Tyrrell se levantó y sostuvo su vaso en alto junto al de Bolitho.

—Entonces, bebamos por un nuevo comienzo, señor.

Bolitho sostuvo su vaso con firmeza.

—¿No solicitará el traslado?

El otro sacudió la cabeza.

—No.

Bolitho alzó su vaso.

—Entonces, por un nuevo comienzo —bebió un sorbo y añadió—. Lo que resulta muy adecuado para usted, señor Tyrrell. Partimos mañana para unirnos al escuadrón en alta mar —hizo una pausa al ver la repentina desesperación en los rasgos del otro hombre—. No muy lejos de la costa de Maryland.

—Gracias a Dios —dijo Tyrrell. Sé que soy un estúpido, pero el simple hecho de regresar de nuevo a esa zona hace que lodo parezca distinto.

Bolitho posó su vaso.

—Así que me reuniré con nuestros oficiales, de modo informal, cuando termine la primera media guardia —tuvo cuidado en emplear de nuevo un tono oficial—. Mientras tanto, deseo que me guíe en una inspección por el barco. Y quiero verlo todo, lo bueno y lo malo.

Tyrrell asintió.

—Así se hará, señor —una sonrisa se extendió lentamente por su rostro—. Tengo el presentimiento de que el
Sparrow
va a volar a partir de ahora como nunca en su vida —se puso en pie mientras Bolitho se vestía la casaca y se abotonaba la camisa—. Ahora, si es tan amable de seguirme, señor…

Bolitho reparó una vez más en los anchos hombros de Tyrrell mientras caminaban hacia la luz diurna en la cubierta de artillería, y contuvo un suspiro. Si cada día iba a traerle una competición similar, su comandancia resultaría, al fin y al cabo, toda una experiencia.

—Comenzaremos por la batería de estribor, señor Tyrrell —dijo.

El primer teniente se detuvo bajo la toldilla de popa.

—Como usted diga, señor. Todo —sonrió de nuevo—. Lo bueno y lo malo.

Stockdale retiró la jofaina en la que Bolitho se había afeitado, y dedicó una mirada al desayuno, intacto sobre la mesa del camarote. Sobre su cabeza, en todas partes, el ambiente rebosaba ruido y bullicio. Los preparativos antes de zarpar parecerían caóticos y gratuitos al profano, pero para el ojo experto cada hombre tenía un puesto, y una razón para permanecer en él. Las millas de cabos y jarcias, cada pedazo de vela, todo formaba parte vital del engranaje que hacía que el barco se moviera y pudiera funcionar perfectamente.

Bolitho caminó hasta las ventanas de popa y contempló la línea que la tierra más cercana dibujaba. La mañana se presentaba brillante, con el cielo muy claro y despejado sobre las colinas. Observaba el mástil sobre el promontorio de la batería, con la bandera que antes colgaba sin gracia y que ahora flotaba y ondulaba debido al propicio viento del noreste. Su obligación de permanecer encerrado en la cámara le provocaba un dolor casi físico, la espera, con tanta inquietud, del momento adecuado para hacer su aparición.

Unas voces resonaron sobre la cubierta superior, y las sombras se movieron con premura sobre la lumbrera. De vez en cuando escuchaba el lastimero sonido de un violín, o el murmullo distorsionado de una saloma cuando los hombres rodaban el cabestrante.

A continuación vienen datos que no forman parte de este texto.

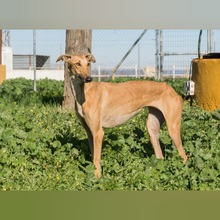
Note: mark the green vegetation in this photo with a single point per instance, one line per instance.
(43, 147)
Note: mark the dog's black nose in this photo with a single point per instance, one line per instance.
(88, 79)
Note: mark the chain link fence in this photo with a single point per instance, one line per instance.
(158, 53)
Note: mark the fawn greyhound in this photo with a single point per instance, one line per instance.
(102, 104)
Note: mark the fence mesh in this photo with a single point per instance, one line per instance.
(176, 50)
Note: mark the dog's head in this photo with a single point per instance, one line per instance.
(79, 65)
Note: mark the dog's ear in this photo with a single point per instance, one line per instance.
(65, 57)
(90, 58)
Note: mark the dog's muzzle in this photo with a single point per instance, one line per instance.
(88, 79)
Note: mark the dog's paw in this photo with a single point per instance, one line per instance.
(97, 174)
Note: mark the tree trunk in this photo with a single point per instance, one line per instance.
(77, 42)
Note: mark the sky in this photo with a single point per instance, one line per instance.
(109, 46)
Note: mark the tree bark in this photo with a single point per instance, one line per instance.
(77, 42)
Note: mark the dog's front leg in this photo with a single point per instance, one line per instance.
(97, 143)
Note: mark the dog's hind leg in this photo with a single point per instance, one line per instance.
(154, 122)
(173, 117)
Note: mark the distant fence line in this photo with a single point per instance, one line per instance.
(167, 51)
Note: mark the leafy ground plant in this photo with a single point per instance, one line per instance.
(43, 147)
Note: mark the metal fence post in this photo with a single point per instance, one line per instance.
(209, 41)
(34, 59)
(159, 55)
(157, 33)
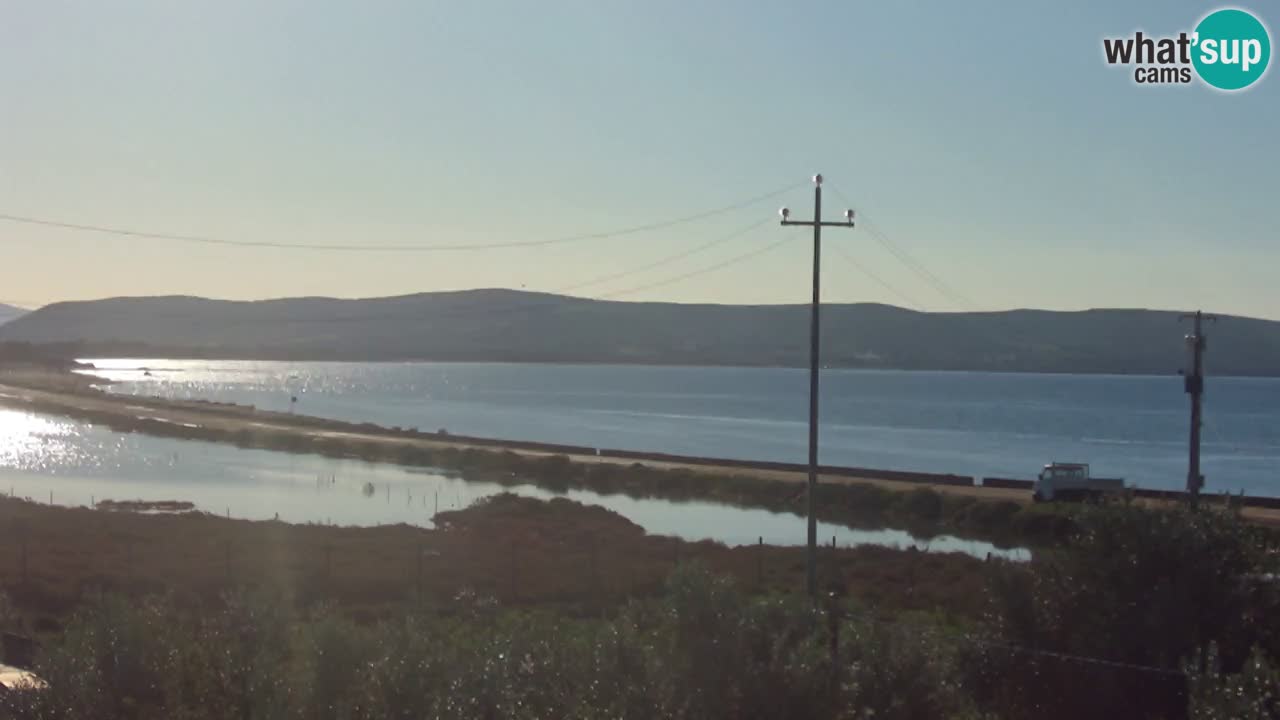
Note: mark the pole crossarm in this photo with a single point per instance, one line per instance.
(814, 364)
(824, 223)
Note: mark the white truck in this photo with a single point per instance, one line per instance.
(1072, 481)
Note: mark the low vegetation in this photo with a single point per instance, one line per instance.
(1144, 613)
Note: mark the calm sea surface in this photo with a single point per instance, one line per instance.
(967, 423)
(67, 463)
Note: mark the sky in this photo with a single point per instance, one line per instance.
(988, 142)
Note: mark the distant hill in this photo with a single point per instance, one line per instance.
(510, 326)
(9, 313)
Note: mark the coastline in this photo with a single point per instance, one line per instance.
(923, 502)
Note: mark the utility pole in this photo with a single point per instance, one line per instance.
(1194, 386)
(814, 346)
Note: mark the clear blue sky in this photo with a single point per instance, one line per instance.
(987, 139)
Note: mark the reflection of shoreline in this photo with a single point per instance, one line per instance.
(562, 551)
(853, 499)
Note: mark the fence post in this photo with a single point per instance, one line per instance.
(759, 561)
(833, 625)
(23, 531)
(328, 565)
(420, 551)
(515, 584)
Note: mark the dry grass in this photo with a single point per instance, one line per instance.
(522, 551)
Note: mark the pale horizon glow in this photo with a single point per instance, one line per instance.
(988, 141)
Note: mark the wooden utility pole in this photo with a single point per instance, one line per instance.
(1194, 386)
(814, 352)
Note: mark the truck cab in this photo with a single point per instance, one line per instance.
(1072, 481)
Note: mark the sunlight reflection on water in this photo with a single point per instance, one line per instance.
(81, 463)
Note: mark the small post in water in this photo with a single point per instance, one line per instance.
(759, 561)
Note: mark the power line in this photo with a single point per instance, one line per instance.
(912, 263)
(552, 299)
(845, 255)
(698, 272)
(208, 240)
(662, 261)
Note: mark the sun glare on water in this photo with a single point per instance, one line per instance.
(31, 442)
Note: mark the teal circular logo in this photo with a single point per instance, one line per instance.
(1232, 49)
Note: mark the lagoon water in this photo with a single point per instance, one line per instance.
(67, 463)
(967, 423)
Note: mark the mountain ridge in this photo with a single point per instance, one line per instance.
(498, 324)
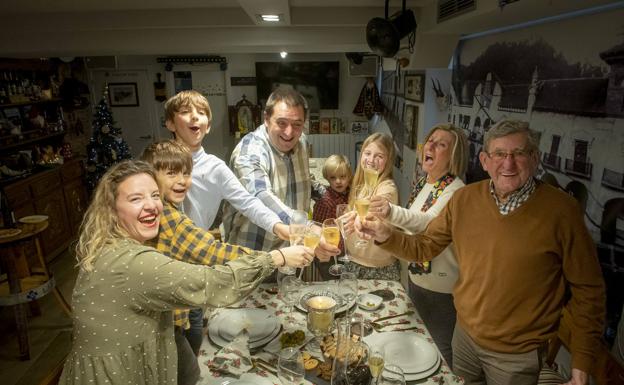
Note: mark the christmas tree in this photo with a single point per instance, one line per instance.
(106, 147)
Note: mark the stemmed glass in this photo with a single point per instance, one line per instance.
(289, 291)
(290, 369)
(376, 362)
(320, 318)
(348, 284)
(341, 210)
(362, 204)
(331, 234)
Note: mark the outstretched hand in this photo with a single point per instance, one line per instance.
(297, 256)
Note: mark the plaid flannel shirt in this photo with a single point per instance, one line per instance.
(180, 239)
(264, 171)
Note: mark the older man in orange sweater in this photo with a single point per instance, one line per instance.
(520, 244)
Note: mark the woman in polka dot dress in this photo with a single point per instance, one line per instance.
(125, 291)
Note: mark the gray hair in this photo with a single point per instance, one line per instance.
(512, 126)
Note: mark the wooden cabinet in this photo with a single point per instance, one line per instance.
(58, 193)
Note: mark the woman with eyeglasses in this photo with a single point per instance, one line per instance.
(444, 159)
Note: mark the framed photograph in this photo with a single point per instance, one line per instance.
(415, 87)
(123, 95)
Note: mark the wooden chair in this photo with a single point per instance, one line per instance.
(606, 371)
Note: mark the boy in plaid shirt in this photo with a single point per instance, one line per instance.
(179, 238)
(338, 173)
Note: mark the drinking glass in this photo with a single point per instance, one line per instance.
(376, 361)
(391, 375)
(289, 290)
(331, 234)
(320, 319)
(362, 203)
(348, 286)
(297, 227)
(341, 210)
(290, 369)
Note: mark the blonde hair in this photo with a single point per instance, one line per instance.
(385, 141)
(100, 225)
(186, 98)
(337, 164)
(459, 155)
(169, 155)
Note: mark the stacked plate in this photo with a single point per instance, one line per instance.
(262, 326)
(416, 356)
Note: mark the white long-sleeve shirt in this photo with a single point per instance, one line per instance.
(444, 271)
(213, 182)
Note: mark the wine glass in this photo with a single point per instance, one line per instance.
(331, 234)
(348, 285)
(296, 228)
(289, 291)
(320, 319)
(391, 375)
(290, 369)
(376, 358)
(341, 210)
(362, 203)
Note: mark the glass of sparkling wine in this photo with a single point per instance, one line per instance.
(362, 203)
(320, 316)
(331, 234)
(341, 210)
(290, 369)
(376, 362)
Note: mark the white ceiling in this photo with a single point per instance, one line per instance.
(32, 28)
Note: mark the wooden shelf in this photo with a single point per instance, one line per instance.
(32, 140)
(41, 101)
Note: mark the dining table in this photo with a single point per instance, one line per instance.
(266, 296)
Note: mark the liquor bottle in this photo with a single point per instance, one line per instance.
(8, 217)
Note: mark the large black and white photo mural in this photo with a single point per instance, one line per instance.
(565, 78)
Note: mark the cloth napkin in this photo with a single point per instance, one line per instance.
(233, 359)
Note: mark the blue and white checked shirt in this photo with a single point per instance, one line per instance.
(281, 181)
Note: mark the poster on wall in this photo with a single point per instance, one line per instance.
(567, 84)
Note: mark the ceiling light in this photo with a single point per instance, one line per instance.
(271, 18)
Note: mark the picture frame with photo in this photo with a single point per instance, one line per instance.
(123, 95)
(415, 87)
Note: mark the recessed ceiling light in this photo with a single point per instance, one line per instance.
(272, 18)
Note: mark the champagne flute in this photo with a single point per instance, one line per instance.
(348, 283)
(362, 204)
(341, 210)
(290, 369)
(376, 362)
(289, 291)
(331, 234)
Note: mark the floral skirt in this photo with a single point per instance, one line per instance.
(391, 272)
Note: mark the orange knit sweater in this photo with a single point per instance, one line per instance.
(513, 269)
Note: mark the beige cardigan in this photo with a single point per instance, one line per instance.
(373, 256)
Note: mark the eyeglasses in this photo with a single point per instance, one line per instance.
(500, 155)
(283, 123)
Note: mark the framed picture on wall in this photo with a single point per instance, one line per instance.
(123, 95)
(415, 87)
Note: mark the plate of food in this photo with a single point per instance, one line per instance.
(32, 219)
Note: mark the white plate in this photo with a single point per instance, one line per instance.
(33, 219)
(213, 334)
(369, 301)
(245, 379)
(406, 350)
(258, 322)
(330, 290)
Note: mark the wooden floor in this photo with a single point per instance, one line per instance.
(49, 333)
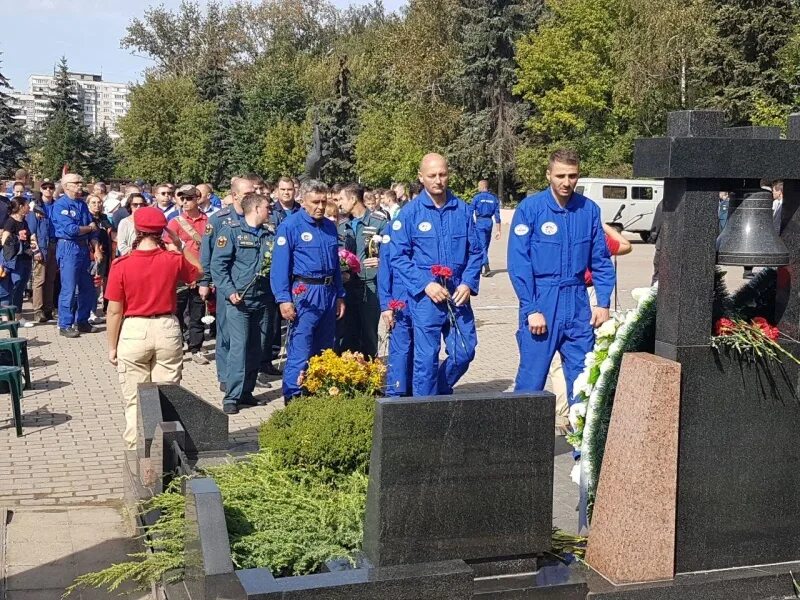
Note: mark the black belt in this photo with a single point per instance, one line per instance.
(314, 280)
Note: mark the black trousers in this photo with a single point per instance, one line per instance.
(191, 304)
(358, 330)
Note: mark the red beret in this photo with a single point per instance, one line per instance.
(149, 219)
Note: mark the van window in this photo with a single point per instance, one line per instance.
(615, 192)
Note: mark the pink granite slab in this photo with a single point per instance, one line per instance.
(632, 536)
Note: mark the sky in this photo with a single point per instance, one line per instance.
(38, 32)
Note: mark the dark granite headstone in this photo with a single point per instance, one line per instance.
(206, 426)
(209, 571)
(737, 453)
(467, 477)
(448, 580)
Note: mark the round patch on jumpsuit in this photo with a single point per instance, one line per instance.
(549, 228)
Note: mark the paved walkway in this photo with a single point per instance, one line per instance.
(63, 478)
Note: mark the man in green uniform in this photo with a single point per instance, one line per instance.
(364, 231)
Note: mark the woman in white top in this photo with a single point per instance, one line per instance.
(126, 232)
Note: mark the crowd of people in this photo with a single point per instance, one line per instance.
(305, 267)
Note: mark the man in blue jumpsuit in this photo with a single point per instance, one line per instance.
(485, 207)
(556, 235)
(307, 283)
(237, 269)
(225, 216)
(401, 337)
(75, 231)
(283, 208)
(437, 230)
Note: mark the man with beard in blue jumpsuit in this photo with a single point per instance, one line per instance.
(437, 230)
(307, 283)
(230, 214)
(556, 235)
(485, 207)
(75, 232)
(397, 320)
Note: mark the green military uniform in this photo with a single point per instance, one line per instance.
(237, 266)
(358, 330)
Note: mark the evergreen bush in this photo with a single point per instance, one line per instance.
(331, 434)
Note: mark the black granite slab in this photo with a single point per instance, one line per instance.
(468, 476)
(686, 267)
(738, 462)
(716, 158)
(206, 426)
(695, 123)
(209, 571)
(447, 580)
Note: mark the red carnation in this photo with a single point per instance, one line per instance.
(441, 271)
(395, 305)
(724, 326)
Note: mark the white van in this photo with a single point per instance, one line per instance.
(627, 203)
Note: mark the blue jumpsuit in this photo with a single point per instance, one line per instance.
(72, 254)
(423, 236)
(549, 250)
(307, 248)
(236, 265)
(485, 206)
(215, 222)
(401, 355)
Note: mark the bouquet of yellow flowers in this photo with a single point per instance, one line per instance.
(349, 373)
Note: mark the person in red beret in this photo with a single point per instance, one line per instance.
(144, 337)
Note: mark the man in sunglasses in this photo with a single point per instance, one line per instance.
(45, 267)
(165, 195)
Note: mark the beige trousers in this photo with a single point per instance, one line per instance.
(558, 383)
(148, 350)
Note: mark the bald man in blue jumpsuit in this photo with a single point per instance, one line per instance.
(556, 235)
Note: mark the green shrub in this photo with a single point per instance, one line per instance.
(332, 434)
(289, 520)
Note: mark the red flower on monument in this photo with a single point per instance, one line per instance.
(724, 327)
(441, 271)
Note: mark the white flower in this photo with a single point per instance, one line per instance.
(575, 474)
(576, 410)
(641, 294)
(581, 383)
(608, 329)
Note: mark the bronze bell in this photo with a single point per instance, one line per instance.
(749, 238)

Durante las horas anteriores y gran parte de la noche había dado vueltas y vueltas en su lecho y escuchado los ruidos del mar, los crujidos de las cuadernas y aparejos; su mente repasaba cada contingencia, y el cerebro le hervía ante la imagen mental del mapa de navegación. Todas las miradas ociosas recaerían en él esa mañana; desde las de la cubierta del buque insignia a las de algún teniente desconocido que, sin duda, odiaría a Bolitho por arrebatarle la oportunidad dorada que ya consideraba suya.